According to the study conducted by Zhong et al., it was observed that tert-butylhydro-quinone (tbhq), a phenolic antioxidant, exerts inhibitory effects on the development of diabetic retinopathy through the alteration of Keap1 cysteine residues [
42]. Antioxidants like curcumin, and vitamin E are reported to inhibit cellular PKC activity [
43]. The presence of sulforaphane in cruciferous vegetables has been observed to exhibit reno-protective properties in rats with streptozotocin-induced diabetes [
44]. Curcumin has the ability to alter the cysteine residues of Keap1 and decrease the likelihood of developing type 2 diabetes mellitus in individuals with prediabetes [
45].
Controlling oxidative stress is certainly helpful for the management of diabetes and its complications. Our findings suggest that natural antioxidants may be potential therapeutic strategy for diabetes and diabetic complications. The CUF has exhibited antidiabetic activity in addition to its antioxidant capabilities, hence providing additional advantages for the efficient control of T2DM.
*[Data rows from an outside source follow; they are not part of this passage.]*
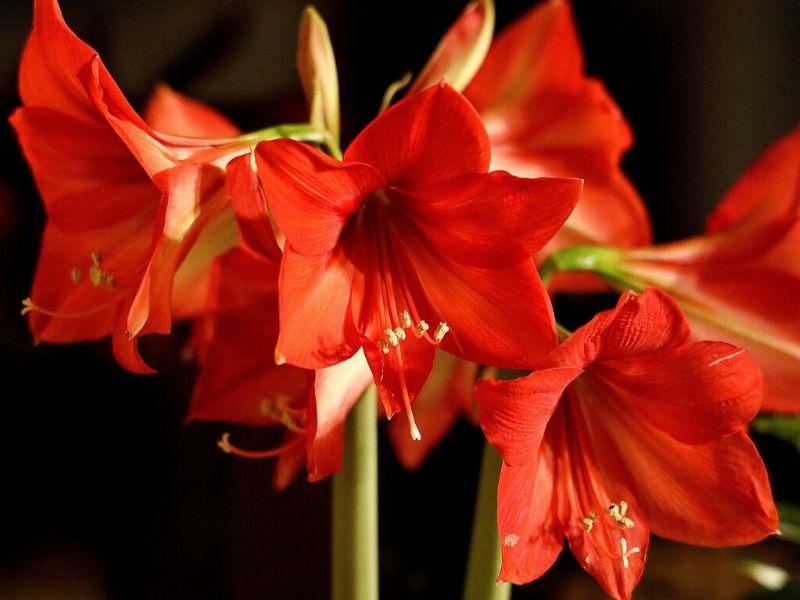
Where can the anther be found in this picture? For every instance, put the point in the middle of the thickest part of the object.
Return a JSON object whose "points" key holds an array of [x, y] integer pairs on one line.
{"points": [[440, 332], [617, 514], [391, 337], [626, 554], [422, 327]]}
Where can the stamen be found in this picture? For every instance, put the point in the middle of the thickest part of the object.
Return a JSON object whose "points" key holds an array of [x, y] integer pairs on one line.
{"points": [[617, 514], [421, 328], [228, 448], [29, 305], [626, 554], [391, 337]]}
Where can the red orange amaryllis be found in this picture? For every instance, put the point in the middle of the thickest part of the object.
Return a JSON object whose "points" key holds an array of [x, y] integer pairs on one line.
{"points": [[239, 381], [626, 429], [545, 117], [409, 244], [124, 203], [740, 281]]}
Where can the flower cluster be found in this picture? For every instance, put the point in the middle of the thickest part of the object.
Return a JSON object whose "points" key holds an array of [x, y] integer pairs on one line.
{"points": [[412, 261]]}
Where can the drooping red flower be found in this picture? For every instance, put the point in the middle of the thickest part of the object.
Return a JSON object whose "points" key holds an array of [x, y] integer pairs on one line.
{"points": [[626, 429], [740, 281], [124, 204], [545, 117], [239, 381], [409, 238]]}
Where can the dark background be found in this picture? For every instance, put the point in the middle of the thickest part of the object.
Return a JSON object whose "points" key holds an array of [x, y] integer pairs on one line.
{"points": [[107, 494]]}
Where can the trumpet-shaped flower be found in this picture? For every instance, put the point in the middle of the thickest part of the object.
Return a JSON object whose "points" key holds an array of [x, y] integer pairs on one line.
{"points": [[409, 244], [545, 117], [124, 204], [623, 430], [739, 282], [239, 381]]}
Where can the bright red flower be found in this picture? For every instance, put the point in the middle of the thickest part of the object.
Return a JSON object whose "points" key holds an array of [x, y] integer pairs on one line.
{"points": [[740, 282], [546, 118], [124, 203], [239, 381], [626, 429], [407, 239]]}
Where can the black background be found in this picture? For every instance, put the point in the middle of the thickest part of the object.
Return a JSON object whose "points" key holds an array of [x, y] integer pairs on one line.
{"points": [[106, 493]]}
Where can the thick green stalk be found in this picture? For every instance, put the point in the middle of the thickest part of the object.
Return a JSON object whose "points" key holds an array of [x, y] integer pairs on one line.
{"points": [[355, 507], [484, 552]]}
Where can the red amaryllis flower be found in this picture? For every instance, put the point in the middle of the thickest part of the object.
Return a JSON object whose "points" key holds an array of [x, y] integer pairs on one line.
{"points": [[407, 239], [239, 381], [740, 282], [624, 429], [124, 204], [546, 118]]}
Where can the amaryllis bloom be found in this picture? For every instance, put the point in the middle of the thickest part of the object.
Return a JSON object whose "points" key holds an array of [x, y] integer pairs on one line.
{"points": [[625, 429], [239, 381], [740, 281], [410, 244], [545, 117], [124, 203]]}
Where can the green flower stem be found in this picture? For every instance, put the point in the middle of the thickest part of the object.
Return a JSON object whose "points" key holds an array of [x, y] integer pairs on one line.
{"points": [[355, 507], [605, 262], [484, 552]]}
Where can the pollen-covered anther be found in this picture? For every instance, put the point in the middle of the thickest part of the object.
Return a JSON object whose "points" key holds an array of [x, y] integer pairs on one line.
{"points": [[391, 337], [588, 522], [626, 552], [617, 514], [97, 274]]}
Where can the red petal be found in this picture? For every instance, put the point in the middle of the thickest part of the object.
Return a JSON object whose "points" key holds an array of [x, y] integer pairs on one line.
{"points": [[196, 194], [768, 193], [514, 414], [462, 49], [531, 535], [316, 324], [52, 58], [336, 390], [239, 381], [491, 220], [310, 194], [539, 52], [719, 385], [446, 396], [713, 494], [251, 208], [169, 112], [427, 138]]}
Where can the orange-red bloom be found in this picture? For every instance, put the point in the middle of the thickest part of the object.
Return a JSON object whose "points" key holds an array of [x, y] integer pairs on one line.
{"points": [[239, 381], [407, 239], [546, 118], [626, 429], [740, 281], [124, 203]]}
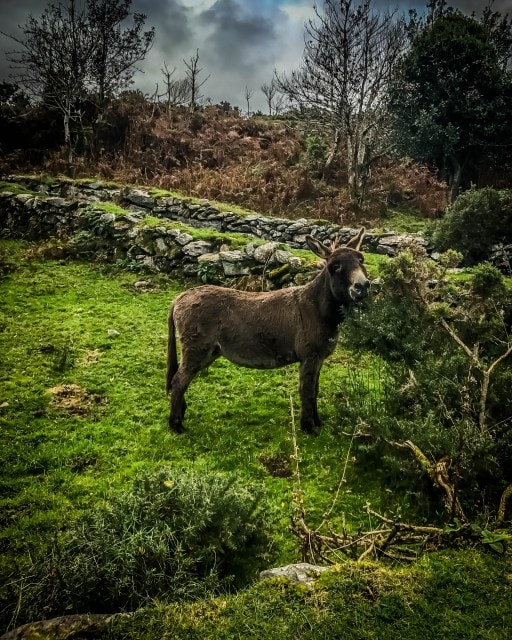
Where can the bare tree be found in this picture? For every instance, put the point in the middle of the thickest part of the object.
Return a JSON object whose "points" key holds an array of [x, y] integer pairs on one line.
{"points": [[192, 72], [176, 90], [248, 95], [350, 52], [78, 51], [52, 63]]}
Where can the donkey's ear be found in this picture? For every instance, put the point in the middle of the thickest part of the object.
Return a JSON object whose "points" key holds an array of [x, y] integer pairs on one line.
{"points": [[357, 240], [317, 247]]}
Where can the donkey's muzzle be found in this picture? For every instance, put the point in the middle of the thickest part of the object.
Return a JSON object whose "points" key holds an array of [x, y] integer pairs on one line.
{"points": [[360, 289]]}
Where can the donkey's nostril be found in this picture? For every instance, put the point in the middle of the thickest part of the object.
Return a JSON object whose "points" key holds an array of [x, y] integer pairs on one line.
{"points": [[361, 288]]}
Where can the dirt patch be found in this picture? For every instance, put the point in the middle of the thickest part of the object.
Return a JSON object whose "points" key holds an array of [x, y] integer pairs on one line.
{"points": [[90, 357], [74, 400]]}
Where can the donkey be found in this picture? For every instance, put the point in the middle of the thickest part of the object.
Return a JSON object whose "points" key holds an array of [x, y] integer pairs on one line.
{"points": [[265, 330]]}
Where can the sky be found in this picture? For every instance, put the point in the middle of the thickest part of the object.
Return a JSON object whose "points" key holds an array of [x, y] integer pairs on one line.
{"points": [[240, 42]]}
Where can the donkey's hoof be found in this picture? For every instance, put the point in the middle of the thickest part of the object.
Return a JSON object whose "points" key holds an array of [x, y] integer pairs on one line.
{"points": [[309, 426], [176, 426]]}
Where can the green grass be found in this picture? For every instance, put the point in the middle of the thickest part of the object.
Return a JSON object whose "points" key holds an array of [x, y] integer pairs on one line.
{"points": [[55, 319], [452, 595], [404, 222], [72, 323]]}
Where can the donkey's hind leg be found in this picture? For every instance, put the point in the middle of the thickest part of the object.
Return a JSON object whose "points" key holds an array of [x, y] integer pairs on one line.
{"points": [[192, 362]]}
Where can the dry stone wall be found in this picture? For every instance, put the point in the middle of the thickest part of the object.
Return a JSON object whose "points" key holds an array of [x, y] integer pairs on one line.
{"points": [[169, 234]]}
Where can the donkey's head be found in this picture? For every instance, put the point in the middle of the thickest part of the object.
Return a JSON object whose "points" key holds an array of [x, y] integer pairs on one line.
{"points": [[348, 279]]}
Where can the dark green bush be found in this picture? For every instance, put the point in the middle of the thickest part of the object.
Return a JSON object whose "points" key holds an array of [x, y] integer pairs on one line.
{"points": [[176, 535], [432, 385], [477, 220]]}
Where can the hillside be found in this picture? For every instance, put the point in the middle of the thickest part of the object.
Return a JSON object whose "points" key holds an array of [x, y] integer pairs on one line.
{"points": [[269, 165]]}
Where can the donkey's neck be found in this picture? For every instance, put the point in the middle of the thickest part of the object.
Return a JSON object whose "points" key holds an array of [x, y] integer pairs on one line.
{"points": [[331, 309]]}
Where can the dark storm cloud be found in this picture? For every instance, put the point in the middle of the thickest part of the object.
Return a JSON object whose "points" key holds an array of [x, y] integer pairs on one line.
{"points": [[235, 29], [240, 42]]}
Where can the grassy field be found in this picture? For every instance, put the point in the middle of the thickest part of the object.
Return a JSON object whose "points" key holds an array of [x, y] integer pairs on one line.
{"points": [[83, 412]]}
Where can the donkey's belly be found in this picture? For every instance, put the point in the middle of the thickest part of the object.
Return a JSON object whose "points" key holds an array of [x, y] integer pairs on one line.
{"points": [[259, 352]]}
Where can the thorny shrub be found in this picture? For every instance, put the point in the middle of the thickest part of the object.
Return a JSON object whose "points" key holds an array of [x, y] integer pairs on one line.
{"points": [[440, 338], [477, 220], [176, 534]]}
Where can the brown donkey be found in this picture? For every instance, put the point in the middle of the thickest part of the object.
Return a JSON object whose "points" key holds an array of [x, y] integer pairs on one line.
{"points": [[266, 330]]}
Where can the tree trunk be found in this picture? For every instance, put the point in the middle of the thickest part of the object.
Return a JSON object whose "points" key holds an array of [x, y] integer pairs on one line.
{"points": [[358, 167], [67, 137], [456, 177], [330, 158]]}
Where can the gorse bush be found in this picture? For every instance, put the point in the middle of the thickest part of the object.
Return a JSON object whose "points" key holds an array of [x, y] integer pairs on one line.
{"points": [[176, 535], [446, 382], [477, 220]]}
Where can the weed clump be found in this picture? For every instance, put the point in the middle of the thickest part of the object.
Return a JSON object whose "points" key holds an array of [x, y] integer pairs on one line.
{"points": [[176, 535]]}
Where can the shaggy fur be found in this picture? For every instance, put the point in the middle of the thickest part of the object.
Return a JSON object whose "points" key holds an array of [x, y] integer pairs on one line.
{"points": [[266, 330]]}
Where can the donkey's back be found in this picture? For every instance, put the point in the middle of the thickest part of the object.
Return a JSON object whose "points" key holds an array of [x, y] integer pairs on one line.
{"points": [[265, 330]]}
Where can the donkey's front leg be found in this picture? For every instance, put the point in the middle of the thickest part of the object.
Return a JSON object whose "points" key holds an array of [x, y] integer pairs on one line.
{"points": [[309, 374]]}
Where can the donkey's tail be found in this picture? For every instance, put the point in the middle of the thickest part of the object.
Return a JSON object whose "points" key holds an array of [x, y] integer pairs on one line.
{"points": [[172, 355]]}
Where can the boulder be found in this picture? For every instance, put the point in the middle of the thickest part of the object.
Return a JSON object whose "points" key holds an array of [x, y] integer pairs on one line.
{"points": [[300, 573]]}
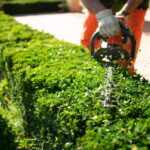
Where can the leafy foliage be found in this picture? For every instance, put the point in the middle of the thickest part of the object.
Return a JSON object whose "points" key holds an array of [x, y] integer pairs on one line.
{"points": [[60, 90]]}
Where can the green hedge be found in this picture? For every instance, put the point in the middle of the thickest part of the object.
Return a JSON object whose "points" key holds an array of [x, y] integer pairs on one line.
{"points": [[14, 7], [60, 90]]}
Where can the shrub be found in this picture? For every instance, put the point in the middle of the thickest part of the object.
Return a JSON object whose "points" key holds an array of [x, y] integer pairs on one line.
{"points": [[60, 90]]}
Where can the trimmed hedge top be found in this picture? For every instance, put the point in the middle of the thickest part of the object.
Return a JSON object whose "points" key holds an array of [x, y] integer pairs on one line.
{"points": [[60, 90]]}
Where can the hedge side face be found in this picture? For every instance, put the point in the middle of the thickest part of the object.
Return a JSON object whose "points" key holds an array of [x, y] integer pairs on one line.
{"points": [[60, 90]]}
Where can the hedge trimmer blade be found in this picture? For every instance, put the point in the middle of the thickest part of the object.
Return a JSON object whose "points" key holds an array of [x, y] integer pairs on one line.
{"points": [[113, 51], [108, 99]]}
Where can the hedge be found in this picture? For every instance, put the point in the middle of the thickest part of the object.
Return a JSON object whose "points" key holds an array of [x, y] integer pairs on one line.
{"points": [[14, 7], [59, 90]]}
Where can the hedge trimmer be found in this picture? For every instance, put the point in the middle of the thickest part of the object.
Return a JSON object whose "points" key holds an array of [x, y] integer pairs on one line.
{"points": [[113, 51]]}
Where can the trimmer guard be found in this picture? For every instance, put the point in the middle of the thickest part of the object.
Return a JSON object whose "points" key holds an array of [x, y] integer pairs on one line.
{"points": [[113, 52]]}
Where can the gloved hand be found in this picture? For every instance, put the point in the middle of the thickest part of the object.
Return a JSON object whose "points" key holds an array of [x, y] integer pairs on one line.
{"points": [[108, 23]]}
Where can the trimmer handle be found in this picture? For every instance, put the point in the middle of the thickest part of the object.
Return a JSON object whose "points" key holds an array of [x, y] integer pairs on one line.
{"points": [[126, 33]]}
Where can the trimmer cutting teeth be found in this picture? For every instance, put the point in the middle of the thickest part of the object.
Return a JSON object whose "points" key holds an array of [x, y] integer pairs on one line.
{"points": [[113, 51]]}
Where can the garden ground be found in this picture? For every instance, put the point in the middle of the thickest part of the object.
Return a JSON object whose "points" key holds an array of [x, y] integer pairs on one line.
{"points": [[68, 27]]}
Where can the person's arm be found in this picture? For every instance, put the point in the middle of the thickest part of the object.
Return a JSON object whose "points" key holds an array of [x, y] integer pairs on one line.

The observed antidiabetic efficacy of CUF in this study may be ascribed to the combined and synergistic impacts of its many constituents. All groups exhibited substantial weight reduction in the present study, however, rats treated with CUF demonstrated superior performance compared to the positive control. During the 28-day therapy with the formulation, there was a significant decrease in BGL compared to glibenclamide. This suggests that the formulation may be a more effective treatment for enhancing the secretory activity of insulin-producing β-cells. The adverse effects on the pancreas, liver, and kidney were minimal and may be due to some secondary metabolites present in the formulation or some other conditions. The observed favourable effect on liver histology may be attributed to the hepatoprotective activity of components such as M. indica and C. rubrum. The CUF has demonstrated notable antihyperglycemic properties and has been found to be efficacious in mitigating nephrotoxicity. The CUF has demonstrated both antidiabetic and antioxidant properties, without producing undesirable side effects, although the mechanism of action is unclear. Natural drugs possess significant potential as effective antidiabetic agents. However, the precise mechanism of action CUF is unclear.